DNA extraction and mitogenome assembly
Genomic DNA was extracted from each 95–100% ethanol preserved specimen individually using the TIANamp Micro DNA Kit (TIANGEN BIOTECH CO., LTD) following the manufacturer’s protocol. DNA concentration was measured by Nucleic acid protein analyzer (QUAWELL TECHNOLOGY INC.).
Largely identical quantities of genomic DNA from each of the samples were pooled, and the resulting DNA was quantified to be 1.5 ug. The pooled DNA sample was utilized for library construction and sequenced by the Illumina HiSeq2500 platform. For the sequenced sample, 20 Gb paired-end reads of 125 bp length were generated. The NGSQC-Toolkit v2.3.336 software was used for quality control (avg. Q20 > 85%, avg. Q30 > 80%). Reads containing ambiguous bases (N) or shorter than 88 bp were also removed by NGSQC-Toolkit. Finally, no less than 15 Gb high-quality filtered reads were used in de novo assembly with SOAPdenovo v. 2.037.
To identify the mitogenome assemblies from the pooled sequencing files, three different fragments of mtDNA (cox1 5′ region, cytb 3′ region and rrnS 5′ region) were amplified as “Bait” sequences by standard PCR reactions using primers designed with reference of Simon et al.38 (primers listed in Table S2). Local BLAST searches were conducted with BioEdit version 126.96.36.1999 for each bait sequence reference against all corresponding assemblies. Only hits with 100% pairwise identity were considered a successful identification. The identified mitogenomic sequences were inputted into MITOS web service for initial mitogenome annotation40. The resultant gene boundaries were checked and corrected by alignment with published mitogenome sequences of each individual insect order.

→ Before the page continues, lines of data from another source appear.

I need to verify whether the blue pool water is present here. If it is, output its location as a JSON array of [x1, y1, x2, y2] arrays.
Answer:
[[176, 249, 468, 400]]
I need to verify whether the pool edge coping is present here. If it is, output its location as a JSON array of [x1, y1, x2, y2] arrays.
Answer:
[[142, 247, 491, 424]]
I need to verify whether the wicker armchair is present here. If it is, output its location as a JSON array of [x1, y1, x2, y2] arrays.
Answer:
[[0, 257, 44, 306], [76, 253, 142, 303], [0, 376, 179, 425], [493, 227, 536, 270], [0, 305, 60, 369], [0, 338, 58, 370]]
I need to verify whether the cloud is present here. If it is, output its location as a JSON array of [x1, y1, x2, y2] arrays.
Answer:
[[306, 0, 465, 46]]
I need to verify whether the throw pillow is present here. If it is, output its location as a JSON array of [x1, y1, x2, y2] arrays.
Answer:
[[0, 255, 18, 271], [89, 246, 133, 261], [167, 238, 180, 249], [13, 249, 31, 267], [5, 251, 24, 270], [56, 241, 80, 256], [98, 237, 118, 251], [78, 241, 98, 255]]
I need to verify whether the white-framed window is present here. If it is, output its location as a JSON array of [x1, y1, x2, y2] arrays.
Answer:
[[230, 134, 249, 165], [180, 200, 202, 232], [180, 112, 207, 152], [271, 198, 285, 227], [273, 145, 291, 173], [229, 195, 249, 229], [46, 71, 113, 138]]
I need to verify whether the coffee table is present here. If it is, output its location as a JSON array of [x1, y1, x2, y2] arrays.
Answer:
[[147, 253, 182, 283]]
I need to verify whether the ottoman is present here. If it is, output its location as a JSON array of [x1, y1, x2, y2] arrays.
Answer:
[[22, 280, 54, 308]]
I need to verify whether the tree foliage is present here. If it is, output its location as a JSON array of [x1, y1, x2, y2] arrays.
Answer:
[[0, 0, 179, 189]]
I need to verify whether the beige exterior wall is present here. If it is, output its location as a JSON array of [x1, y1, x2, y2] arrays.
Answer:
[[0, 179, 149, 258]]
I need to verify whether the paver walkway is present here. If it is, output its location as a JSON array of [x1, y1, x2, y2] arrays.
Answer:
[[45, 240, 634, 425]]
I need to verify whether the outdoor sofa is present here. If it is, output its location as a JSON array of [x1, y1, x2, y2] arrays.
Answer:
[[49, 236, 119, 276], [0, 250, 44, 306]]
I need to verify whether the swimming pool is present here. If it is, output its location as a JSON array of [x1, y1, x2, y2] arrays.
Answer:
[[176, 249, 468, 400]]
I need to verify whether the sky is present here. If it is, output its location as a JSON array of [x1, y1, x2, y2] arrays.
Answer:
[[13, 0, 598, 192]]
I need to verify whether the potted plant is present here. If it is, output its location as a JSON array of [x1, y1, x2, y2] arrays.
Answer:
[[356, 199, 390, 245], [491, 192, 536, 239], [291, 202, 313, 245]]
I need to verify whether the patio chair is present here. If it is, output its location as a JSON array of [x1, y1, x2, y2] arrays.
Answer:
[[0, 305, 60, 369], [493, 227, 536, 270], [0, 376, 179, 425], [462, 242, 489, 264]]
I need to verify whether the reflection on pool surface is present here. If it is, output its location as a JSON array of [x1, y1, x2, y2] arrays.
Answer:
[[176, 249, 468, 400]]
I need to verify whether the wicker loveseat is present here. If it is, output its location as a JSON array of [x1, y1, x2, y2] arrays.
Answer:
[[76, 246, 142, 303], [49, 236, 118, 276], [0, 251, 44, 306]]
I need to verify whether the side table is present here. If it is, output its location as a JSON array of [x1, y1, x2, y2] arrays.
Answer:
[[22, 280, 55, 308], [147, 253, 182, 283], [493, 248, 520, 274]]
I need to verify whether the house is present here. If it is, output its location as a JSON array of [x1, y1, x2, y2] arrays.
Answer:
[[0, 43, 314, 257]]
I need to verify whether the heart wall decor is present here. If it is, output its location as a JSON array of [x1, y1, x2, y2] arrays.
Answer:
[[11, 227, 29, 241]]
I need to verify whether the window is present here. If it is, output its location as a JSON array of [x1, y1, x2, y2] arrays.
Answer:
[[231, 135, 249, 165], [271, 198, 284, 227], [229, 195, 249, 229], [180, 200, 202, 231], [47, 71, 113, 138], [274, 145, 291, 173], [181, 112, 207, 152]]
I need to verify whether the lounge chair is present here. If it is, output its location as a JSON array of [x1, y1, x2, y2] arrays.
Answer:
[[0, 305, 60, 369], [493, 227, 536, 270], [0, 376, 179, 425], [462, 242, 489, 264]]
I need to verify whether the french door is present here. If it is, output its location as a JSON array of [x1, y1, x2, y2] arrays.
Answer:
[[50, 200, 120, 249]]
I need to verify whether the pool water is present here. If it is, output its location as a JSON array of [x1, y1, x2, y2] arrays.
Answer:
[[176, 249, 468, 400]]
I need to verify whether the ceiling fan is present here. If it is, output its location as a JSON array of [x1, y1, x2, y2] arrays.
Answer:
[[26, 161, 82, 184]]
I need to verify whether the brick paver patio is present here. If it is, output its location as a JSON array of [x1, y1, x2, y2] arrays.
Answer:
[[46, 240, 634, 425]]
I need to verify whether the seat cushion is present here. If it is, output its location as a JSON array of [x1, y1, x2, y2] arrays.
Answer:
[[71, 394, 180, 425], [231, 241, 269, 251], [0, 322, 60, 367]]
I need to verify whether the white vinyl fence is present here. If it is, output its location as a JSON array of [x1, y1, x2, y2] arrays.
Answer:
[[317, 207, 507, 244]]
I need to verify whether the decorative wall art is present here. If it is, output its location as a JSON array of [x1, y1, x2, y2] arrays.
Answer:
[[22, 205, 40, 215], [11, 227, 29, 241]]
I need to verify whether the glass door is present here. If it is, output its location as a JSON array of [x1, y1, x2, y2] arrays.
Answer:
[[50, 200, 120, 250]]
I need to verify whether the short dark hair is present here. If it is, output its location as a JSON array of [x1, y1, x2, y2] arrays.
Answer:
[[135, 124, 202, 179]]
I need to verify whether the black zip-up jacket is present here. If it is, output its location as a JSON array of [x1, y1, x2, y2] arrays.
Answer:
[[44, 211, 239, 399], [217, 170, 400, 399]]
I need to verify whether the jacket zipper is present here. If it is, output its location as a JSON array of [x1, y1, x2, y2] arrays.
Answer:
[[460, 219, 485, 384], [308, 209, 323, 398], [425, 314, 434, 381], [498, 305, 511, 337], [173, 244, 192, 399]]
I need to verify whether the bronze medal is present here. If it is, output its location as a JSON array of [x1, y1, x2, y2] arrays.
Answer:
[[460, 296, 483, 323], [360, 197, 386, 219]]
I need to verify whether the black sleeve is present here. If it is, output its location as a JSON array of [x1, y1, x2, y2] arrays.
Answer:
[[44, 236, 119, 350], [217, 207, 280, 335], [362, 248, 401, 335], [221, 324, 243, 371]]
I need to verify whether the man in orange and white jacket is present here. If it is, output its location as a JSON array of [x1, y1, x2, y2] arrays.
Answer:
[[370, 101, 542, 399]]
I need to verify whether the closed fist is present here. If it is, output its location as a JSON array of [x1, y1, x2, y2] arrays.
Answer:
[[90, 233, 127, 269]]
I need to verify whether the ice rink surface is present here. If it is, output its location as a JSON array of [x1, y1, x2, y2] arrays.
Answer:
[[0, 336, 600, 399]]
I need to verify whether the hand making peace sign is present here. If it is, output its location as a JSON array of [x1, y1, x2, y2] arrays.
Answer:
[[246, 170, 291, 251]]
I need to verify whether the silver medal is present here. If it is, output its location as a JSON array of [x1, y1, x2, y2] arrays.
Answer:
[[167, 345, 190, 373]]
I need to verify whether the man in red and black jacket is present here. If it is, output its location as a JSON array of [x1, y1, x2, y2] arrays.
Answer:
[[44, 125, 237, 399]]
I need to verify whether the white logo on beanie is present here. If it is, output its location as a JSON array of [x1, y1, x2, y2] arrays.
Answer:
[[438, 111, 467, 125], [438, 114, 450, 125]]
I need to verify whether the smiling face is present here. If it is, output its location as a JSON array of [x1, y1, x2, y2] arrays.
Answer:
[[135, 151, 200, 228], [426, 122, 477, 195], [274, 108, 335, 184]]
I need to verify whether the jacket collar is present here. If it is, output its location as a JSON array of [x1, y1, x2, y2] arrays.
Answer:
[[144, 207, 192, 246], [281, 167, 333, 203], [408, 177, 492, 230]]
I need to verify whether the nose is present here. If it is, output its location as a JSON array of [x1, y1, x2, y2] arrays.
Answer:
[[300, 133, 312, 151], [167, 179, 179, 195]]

Sequence alignment and data concatenation
All thirty-seven genes of insect mitogenome were used for phylogenetic analyses, namely the 13 protein-coding genes, 22 tRNA genes and two rRNA genes. For protein-coding genes, firstly stop codons were excluded. Subsequently, each was aligned based on the invertebrate mitochondrial genetic code with Perl script TransAlign41. Each tRNA of rRNA gene was aligned using MAFFT (version 7)42 under iterative refinement method incorporating the most accurate local (E-INS-i) pairwise alignment information. The resulting alignments were checked in MEGA 643, and ambiguously aligned positions were manually excluded prior to phylogenetic analyses. Finally, all alignments were concatenated in a single matrix using FASconCAT_v1.044.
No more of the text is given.